This is a continuation of the discussion on Azure Data Platform.
GitHub actions are highly versatile and composable workflows
that can be used to respond to events in the code pipeline. These events can be
a single commit or a pull-request that needs to be build and tested or the deployment
of a code change that has been pushed to production. While automations for
continuous integration and continuous deployment are well-established practices
in DevOps, GitHub Actions goes beyond DevOps by recognizing events that can
include the creation of a ticket or an issue. The components of a GitHub
actions are the workflow triggered for an event and the jobs that the workflow
comprises of. Each job will run inside its own virtual machine runner, or
inside a container and has one or more steps that either run a script or an
action that can be reused.
A workflow is authored in the .github/workflows/ directory
and specified as a Yaml file. It has a sample format like so:
name: initial-workflow-0001
run-name: Trying out GitHub
Actions
on: [push]
jobs:
check-variables:
runs-on: ubuntu-latest
environment: nonProd
steps:
- name: Initialize
uses: actions/setup-node@v3
with:
node-version: '16'
- name: Display Variables
env:
variable: 0001
if: github.ref == ‘refs/heads/main’
&& github.event_name == ‘push’
run: |
echo 000-“$variable”
echo 001-“${{ env.variable }}”
And whenever there is a commit added to the repository in
which the workflows directory was created, the above workflow will be
triggered. It can be viewed with the Actions tab in the repository where the
named job can be selected, and it steps expanded for the activities performed.
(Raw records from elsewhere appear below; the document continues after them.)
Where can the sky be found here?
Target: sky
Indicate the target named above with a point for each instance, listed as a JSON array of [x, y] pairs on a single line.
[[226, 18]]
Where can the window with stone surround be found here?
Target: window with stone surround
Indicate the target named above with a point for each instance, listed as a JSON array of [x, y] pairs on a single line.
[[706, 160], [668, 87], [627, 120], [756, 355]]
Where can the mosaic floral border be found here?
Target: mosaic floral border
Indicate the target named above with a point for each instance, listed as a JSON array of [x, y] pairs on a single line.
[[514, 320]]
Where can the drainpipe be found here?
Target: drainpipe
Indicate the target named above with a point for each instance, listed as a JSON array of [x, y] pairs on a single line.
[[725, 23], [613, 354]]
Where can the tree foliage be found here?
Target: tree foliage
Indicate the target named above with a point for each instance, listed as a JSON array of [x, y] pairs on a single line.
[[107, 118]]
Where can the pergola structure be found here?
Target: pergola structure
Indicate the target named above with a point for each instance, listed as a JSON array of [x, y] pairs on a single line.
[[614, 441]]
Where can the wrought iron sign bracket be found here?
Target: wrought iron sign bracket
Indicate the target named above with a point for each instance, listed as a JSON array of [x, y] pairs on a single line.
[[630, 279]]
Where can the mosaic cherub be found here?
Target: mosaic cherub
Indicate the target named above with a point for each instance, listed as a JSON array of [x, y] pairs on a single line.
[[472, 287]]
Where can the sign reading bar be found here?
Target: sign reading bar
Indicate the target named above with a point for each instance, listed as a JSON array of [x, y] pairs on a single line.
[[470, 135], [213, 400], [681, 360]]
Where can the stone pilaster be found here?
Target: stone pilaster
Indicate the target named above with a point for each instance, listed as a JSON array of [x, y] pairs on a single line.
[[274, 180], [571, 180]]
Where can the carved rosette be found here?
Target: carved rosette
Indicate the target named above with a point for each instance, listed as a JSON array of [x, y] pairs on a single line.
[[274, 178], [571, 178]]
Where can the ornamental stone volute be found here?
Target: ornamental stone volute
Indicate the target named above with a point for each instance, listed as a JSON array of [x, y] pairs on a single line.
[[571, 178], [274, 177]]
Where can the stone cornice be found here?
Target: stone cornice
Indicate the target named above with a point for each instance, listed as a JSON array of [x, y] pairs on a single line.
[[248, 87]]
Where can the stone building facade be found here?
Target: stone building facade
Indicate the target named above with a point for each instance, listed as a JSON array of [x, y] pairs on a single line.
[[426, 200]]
With this introduction, let us check out a scenario for
using it with the Azure Data Platform. Specifically, this scenario calls for promoting
the Azure Data Factory to higher environments with the following steps:
1.
Development data factory that is created and
configured with GitHub.
2.
Feature/working branch is used for making
changes to pipelines, etc.
3.
When changes are ready to be reviewed, a pull
request is created from the feature/working branch to the main collaboration
branch.
4.
Once the pull request is approved and changes
merged with the main collaboration branch, the changes are published to the
development factory.
5.
When the changes are published, data factory
saves its ARM templates on the main publish branch (adf_publish by default). A
file called ARMTemplateForFactory.json contains parameter names used for
resources like key vault, storage, linked services, etc. These names are used
in GitHub Actions workflow file to pass resource names for different
environments.
6.
Once the GitHub Actions workflow file has been
updated to reflect the parameter values for upper environment and changes
pushed back to GitHub branch, the GitHub Actions workflow is started manually
and changes pushed to the upper environment.
Some observations to make are as follows:
GitHub is configured on development data factory only.
Integration Runtime names and types need to stay the same
across all environments.
Self-hosted Integration Runtime must be online in upper
environments before deployment or else it will fail.
Key Vault secret names are kept the same across
environments, only the vault name is parameterized.
Resource naming needs to avoid spaces.
Secrets stored in GitHub Secrets section.
There are two environments – dev and prod in this scenario.
Dev branch is used as collaboration branch.
Feature1 branch is used as a working branch.
Main branch is used as publish branch.